The scene was bloody.  I had ripped the magical little fantasy world right out of my daughter’s heart and she let me know it.  The kid who refused to cry under duress, discipline, or disappointment quivered and shook, shedding more tears than a melting iceberg.  Tenderness, logic, bribery and “none of your friends still believe in Santa” were useless defenses.  She fled the scene and I returned to the mirror to touch up my streaking mascara.

I was the bad guy, that much was clear. What wasn’t so clear was that I was a victim too—a victim of my own good intentions. I knew this day would come, but I thought all the joy and magic of childhood expectation and wonder would far exceed the small speed bump of truth that lay far off down the road of broken dreams.

When I was six, I delighted in defrocking these myths. I delighted even more in sharing this profound wisdom with my ignorant older sister.  She did not thank me.

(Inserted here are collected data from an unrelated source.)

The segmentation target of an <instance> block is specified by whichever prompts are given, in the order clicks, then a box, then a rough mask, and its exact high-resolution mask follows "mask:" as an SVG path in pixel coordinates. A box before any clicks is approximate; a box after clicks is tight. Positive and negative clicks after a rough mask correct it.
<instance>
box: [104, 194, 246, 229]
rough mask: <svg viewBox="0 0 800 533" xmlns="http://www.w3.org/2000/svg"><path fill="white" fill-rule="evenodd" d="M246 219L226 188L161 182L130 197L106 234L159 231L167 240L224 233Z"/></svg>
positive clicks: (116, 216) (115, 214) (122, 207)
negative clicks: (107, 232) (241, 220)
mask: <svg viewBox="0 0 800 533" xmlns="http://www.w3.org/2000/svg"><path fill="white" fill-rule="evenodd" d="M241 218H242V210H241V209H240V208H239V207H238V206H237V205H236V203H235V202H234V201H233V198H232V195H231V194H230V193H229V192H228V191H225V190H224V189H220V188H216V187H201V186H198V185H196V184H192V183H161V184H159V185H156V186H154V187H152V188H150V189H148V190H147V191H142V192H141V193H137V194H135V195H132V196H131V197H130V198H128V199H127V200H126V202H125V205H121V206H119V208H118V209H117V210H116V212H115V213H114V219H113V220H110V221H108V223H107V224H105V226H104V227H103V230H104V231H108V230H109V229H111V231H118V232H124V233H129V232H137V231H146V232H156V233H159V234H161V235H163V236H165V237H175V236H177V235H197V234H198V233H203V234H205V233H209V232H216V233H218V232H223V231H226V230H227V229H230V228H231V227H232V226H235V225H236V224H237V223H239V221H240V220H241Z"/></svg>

I didn’t expect my daughter to thank me either.  But yelling at me through her tears that “it’s like getting a dog and having it all your life then it dies and you can’t ever, ever get a new one!” seemed a bit extreme.  She proceeded to explain how I ruined everything because next Christmas she was going to ask Santa for snow; which is quite the request.  The Puget Sound is not known for winter blizzards.

“Santa cannot sanction snow.”

“What does that mean?” she hiccupped through sobs.

“It means the weather is not Santa’s gift to offer.”

That confession was the last nail in the coffin of my conviction.  I had been wrong!  Wrong from the start!  All those heartless people who told me it would be a mistake to let my children celebrate the holidays with this reckless, imaginative abandon, had been right.  I had scarred her for life. She would never trust me again, and my son would be next.  If I ever had another child, I would tell it from conception that all this nonsense about saints and bunnies and fairies is a bunch of hooey.  We’d take the Grinch’s approach and watch the fun from afar with bitter hearts—bitter, but at least not broken!

How we made it through breakfast this morning is still a mystery.  I was sure home school would be closed for the day.  But somewhere between toast and tooth-brushing the tears turned to a trickle.  School started and the scowls turned into smiles; and the smiles eventually turned into just another day.

At dinner tonight, my seven-year old son with loose teeth of his own, pondered aloud the mystery of just how the tooth-fairy knows the exact right time to come.  He had slept through the early morning scandal, but it seemed my cover was about to be blown for the second time, crushing two children in one day.  My daughter’s fork clattered to her plate, sending peas flying.  Our eyes met.  With a sly smile and a lap full of legumes, she offered her younger brother a theory that the tooth fairy probably used a giant computer system to track everything.   Accepting that as a logical answer, my youngest went back to his dinner with no further fuss.

My daughter beamed at me. I had traded one secret for another with her.  Although a traumatic tantrum was the price we both paid, forgiveness came in sharing this new secret.  She was in-the-know; had one foot in the grown-up world now and felt the power that comes with every great discovery.  Exchanging one miserable morning for nine years of magic seemed a mere misdemeanor in the grand scheme of parental crimes.  After all–the saints, fairies, and bunnies get resurrected in all the little hearts that still believe.